Coaching, of course, is about purposeful interactions between a coach and the person or persons being coached.

E-Coaching moves the process online and expands the possibilities. Some E-Coaches call what they do “distance coaching,” “distance mentoring,” or even “telementoring.” What’s interesting here is that online experiences and tools are the fundamental way of supporting the coaching relationship.

E-Coaching is the practice of coaching through technology. In this very broad sense, this means that if a human coach uses technology as a mode of communication (e.g., to get information about a coachee’s behavior or to give feedback), this is considered E-Coaching. Consequently, it could be argued that the communication systems that human coaches and coachees use to communicate in this practice are types of “e-coaching systems” (Bart A., 2017).

E-Coaching System by Kamphorst (2017)

An E-Coaching System is a set of computerized components that constitutes an artificial entity that can observe, reason about, learn from and predict a user’s behaviors, in context and over time, and that engages proactively in an ongoing collaborative conversation with the user in order to aid planning and promote effective goal striving through the use of persuasive techniques (Kamphorst, 2017).

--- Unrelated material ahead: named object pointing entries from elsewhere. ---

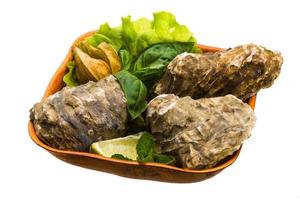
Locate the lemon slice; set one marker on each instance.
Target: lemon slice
(125, 146)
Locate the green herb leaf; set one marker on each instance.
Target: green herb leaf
(70, 77)
(126, 59)
(135, 92)
(145, 148)
(152, 63)
(120, 157)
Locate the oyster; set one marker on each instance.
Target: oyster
(241, 71)
(74, 118)
(199, 133)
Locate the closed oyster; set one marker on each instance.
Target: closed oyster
(241, 71)
(199, 133)
(74, 118)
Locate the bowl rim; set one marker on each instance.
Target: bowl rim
(49, 90)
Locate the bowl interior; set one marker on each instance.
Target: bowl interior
(57, 84)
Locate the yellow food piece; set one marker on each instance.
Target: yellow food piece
(88, 68)
(112, 55)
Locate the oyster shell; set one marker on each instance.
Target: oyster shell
(74, 118)
(241, 71)
(199, 133)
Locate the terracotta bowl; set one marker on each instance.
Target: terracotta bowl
(132, 169)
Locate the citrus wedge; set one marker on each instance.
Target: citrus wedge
(125, 146)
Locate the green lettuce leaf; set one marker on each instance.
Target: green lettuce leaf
(142, 33)
(70, 77)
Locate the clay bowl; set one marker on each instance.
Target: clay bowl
(152, 171)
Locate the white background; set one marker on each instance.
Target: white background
(34, 38)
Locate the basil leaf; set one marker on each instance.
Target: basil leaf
(145, 148)
(70, 77)
(152, 63)
(126, 59)
(135, 92)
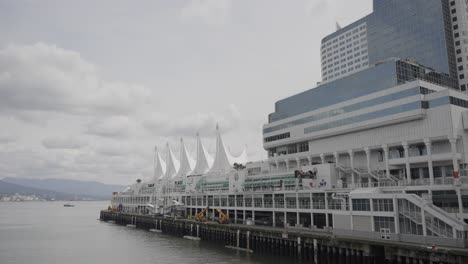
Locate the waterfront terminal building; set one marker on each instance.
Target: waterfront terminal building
(377, 149)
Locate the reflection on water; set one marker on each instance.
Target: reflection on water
(47, 232)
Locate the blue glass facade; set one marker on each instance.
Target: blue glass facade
(365, 117)
(420, 30)
(416, 29)
(347, 109)
(378, 78)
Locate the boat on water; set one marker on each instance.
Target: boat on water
(377, 150)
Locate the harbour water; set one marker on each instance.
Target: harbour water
(47, 232)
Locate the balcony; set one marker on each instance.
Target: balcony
(422, 158)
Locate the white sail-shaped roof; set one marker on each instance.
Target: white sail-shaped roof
(204, 160)
(172, 164)
(186, 162)
(222, 160)
(159, 165)
(242, 158)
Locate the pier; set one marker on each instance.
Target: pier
(313, 246)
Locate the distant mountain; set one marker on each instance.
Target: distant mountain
(11, 188)
(80, 188)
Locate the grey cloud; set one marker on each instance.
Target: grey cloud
(63, 143)
(212, 12)
(8, 138)
(314, 7)
(204, 123)
(114, 126)
(47, 78)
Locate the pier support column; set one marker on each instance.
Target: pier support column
(367, 151)
(456, 167)
(316, 249)
(460, 201)
(351, 163)
(274, 219)
(387, 166)
(285, 218)
(408, 167)
(299, 246)
(428, 144)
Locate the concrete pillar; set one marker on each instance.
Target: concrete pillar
(460, 201)
(423, 220)
(285, 218)
(351, 160)
(396, 216)
(299, 246)
(408, 167)
(337, 160)
(316, 249)
(274, 218)
(456, 168)
(367, 150)
(428, 144)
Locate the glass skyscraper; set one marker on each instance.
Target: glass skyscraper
(417, 30)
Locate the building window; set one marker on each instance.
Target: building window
(292, 149)
(304, 147)
(382, 205)
(382, 222)
(380, 156)
(361, 205)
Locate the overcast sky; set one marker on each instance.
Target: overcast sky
(88, 88)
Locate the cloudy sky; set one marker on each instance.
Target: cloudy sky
(88, 88)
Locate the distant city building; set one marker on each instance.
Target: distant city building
(459, 18)
(419, 30)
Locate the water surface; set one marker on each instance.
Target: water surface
(47, 233)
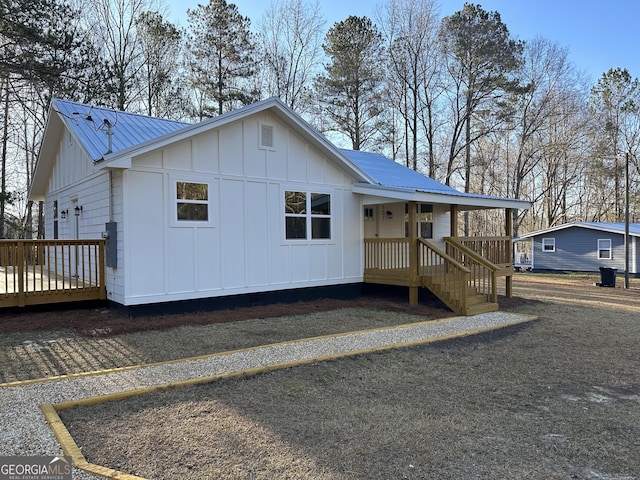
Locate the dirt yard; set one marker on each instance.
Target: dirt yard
(554, 399)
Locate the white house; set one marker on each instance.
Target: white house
(251, 202)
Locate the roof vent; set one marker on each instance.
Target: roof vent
(267, 136)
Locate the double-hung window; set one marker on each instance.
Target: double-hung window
(307, 215)
(192, 202)
(604, 249)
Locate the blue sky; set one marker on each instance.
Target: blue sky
(600, 34)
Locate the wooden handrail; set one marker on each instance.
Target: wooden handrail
(49, 271)
(444, 275)
(497, 250)
(483, 272)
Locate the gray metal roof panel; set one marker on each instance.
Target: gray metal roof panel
(611, 227)
(88, 123)
(388, 173)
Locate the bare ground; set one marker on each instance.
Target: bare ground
(59, 342)
(554, 399)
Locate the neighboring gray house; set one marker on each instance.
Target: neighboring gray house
(579, 247)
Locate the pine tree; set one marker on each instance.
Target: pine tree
(222, 48)
(351, 89)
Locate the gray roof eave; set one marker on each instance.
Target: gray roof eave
(466, 201)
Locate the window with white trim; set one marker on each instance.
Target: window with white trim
(604, 249)
(424, 220)
(267, 136)
(307, 215)
(192, 202)
(368, 214)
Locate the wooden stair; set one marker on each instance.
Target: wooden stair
(447, 292)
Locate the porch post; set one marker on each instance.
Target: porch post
(508, 226)
(413, 254)
(453, 219)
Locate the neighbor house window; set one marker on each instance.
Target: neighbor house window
(307, 215)
(192, 202)
(548, 244)
(604, 249)
(424, 219)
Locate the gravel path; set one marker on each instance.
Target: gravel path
(24, 430)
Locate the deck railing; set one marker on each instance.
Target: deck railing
(483, 272)
(386, 254)
(50, 271)
(498, 250)
(443, 275)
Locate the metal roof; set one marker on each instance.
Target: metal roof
(388, 173)
(374, 173)
(610, 227)
(90, 126)
(393, 175)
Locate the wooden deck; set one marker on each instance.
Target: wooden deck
(34, 272)
(464, 276)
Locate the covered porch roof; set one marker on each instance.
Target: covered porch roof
(395, 182)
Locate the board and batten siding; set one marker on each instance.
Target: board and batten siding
(576, 249)
(242, 248)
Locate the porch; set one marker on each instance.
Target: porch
(35, 272)
(463, 273)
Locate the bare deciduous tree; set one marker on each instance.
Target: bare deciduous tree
(291, 40)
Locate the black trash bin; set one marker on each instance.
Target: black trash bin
(607, 277)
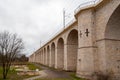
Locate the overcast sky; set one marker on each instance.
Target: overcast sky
(35, 20)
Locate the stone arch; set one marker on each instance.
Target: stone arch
(112, 42)
(48, 55)
(72, 50)
(60, 53)
(45, 58)
(53, 54)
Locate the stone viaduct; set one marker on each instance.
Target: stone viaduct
(89, 45)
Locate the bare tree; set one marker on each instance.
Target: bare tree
(10, 46)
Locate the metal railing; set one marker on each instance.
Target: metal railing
(86, 5)
(80, 7)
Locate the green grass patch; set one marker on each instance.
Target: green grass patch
(60, 79)
(32, 66)
(74, 77)
(12, 75)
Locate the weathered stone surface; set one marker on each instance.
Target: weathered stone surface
(94, 50)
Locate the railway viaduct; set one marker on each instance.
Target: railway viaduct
(90, 45)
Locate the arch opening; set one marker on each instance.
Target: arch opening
(112, 42)
(48, 55)
(72, 50)
(45, 56)
(60, 54)
(53, 55)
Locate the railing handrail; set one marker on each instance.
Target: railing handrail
(86, 4)
(80, 7)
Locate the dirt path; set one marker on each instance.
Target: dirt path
(51, 73)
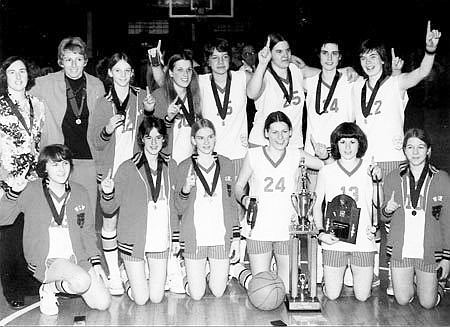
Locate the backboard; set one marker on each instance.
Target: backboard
(201, 8)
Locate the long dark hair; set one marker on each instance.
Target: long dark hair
(147, 125)
(53, 152)
(169, 89)
(5, 65)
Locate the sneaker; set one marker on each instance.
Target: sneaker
(176, 286)
(390, 288)
(440, 295)
(115, 285)
(48, 303)
(376, 281)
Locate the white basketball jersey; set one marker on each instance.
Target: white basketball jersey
(231, 132)
(181, 146)
(272, 99)
(272, 184)
(339, 110)
(384, 125)
(208, 212)
(335, 180)
(158, 226)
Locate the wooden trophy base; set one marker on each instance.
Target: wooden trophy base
(308, 304)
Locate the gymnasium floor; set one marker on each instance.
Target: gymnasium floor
(234, 309)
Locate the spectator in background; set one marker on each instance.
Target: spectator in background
(70, 95)
(21, 120)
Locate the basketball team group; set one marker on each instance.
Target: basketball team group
(171, 171)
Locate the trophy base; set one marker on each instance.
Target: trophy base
(308, 304)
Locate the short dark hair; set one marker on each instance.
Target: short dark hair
(202, 123)
(147, 125)
(53, 152)
(275, 38)
(277, 116)
(378, 46)
(420, 134)
(5, 65)
(348, 131)
(113, 60)
(74, 44)
(218, 44)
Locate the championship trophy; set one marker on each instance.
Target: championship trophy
(342, 218)
(303, 273)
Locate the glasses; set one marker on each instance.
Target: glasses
(157, 138)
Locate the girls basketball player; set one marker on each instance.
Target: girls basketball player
(379, 101)
(351, 176)
(59, 237)
(116, 118)
(204, 196)
(416, 205)
(272, 174)
(178, 103)
(141, 189)
(224, 103)
(276, 85)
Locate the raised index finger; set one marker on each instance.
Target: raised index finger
(392, 196)
(268, 42)
(25, 172)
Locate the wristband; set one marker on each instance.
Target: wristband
(385, 213)
(430, 52)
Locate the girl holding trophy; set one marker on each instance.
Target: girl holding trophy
(347, 186)
(272, 173)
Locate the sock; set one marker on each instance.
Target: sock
(111, 252)
(376, 264)
(186, 285)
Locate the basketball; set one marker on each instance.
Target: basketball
(266, 291)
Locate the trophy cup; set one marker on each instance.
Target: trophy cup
(303, 201)
(303, 273)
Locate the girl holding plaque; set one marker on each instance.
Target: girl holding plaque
(272, 173)
(141, 189)
(116, 117)
(348, 179)
(209, 228)
(59, 237)
(416, 205)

Features of E-Coaching Systems (Kamphorst, 2017):

  1. The system will need to have social ability in order to engage in an ongoing conversation with the user. This conversation is crucial for establishing and maintaining a collaborative relationship between user and system.
  2. As coaching requires repeated interactions between user and system, the system should be designed to be credible, i.e., to be perceived as having expertise and being trustworthy. 
  3. In order to stimulate ideas and action, and to assess whether a person’s goals are consistent with that person’s life values, the system will need to be in some relevant sense context-aware (for more on the importance of context for e-coaching systems.
  4. In order to ask questions that are pertinent to a specific situation the user is in or will be in, and to develop and maintain the trust that is needed for a customized, collaborative coaching relationship, the system will need the ability to ask questions, give feedback, and offer advice that is tailored to the individual user. For this, the system will need learning abilities to build up and maintain a personalized user model.
  5. The system will need to have information on which to base its questions and recommendations, which means it will need to be able to interface with (different types of) data streams (e.g., direct user input, but potentially also measurements of physical activities, mood self-reports, sleeping patterns, etc.)
  6. The system has to be proactive in order to initiate interactions with the aim of stimulating action or reflection. For example, the system could invite the user to reflect on his or her commitment to a particular goal, or warn the user at suspected moments of weakness. For this type of proactiveness, prediction of user behavior is key. 
  7. If the system is to be successful in supporting behavior change, not as a mere instrument, but as a coach, it needs to have some notion of what a behavior change trajectory looks like. For this, it needs to operate on some type of model of behavior change cf. the COM-B model and the COMBI model.
  8. In order to support users in setting themselves up for behavior change success, the system needs the ability to guide its user in a process of future-direction.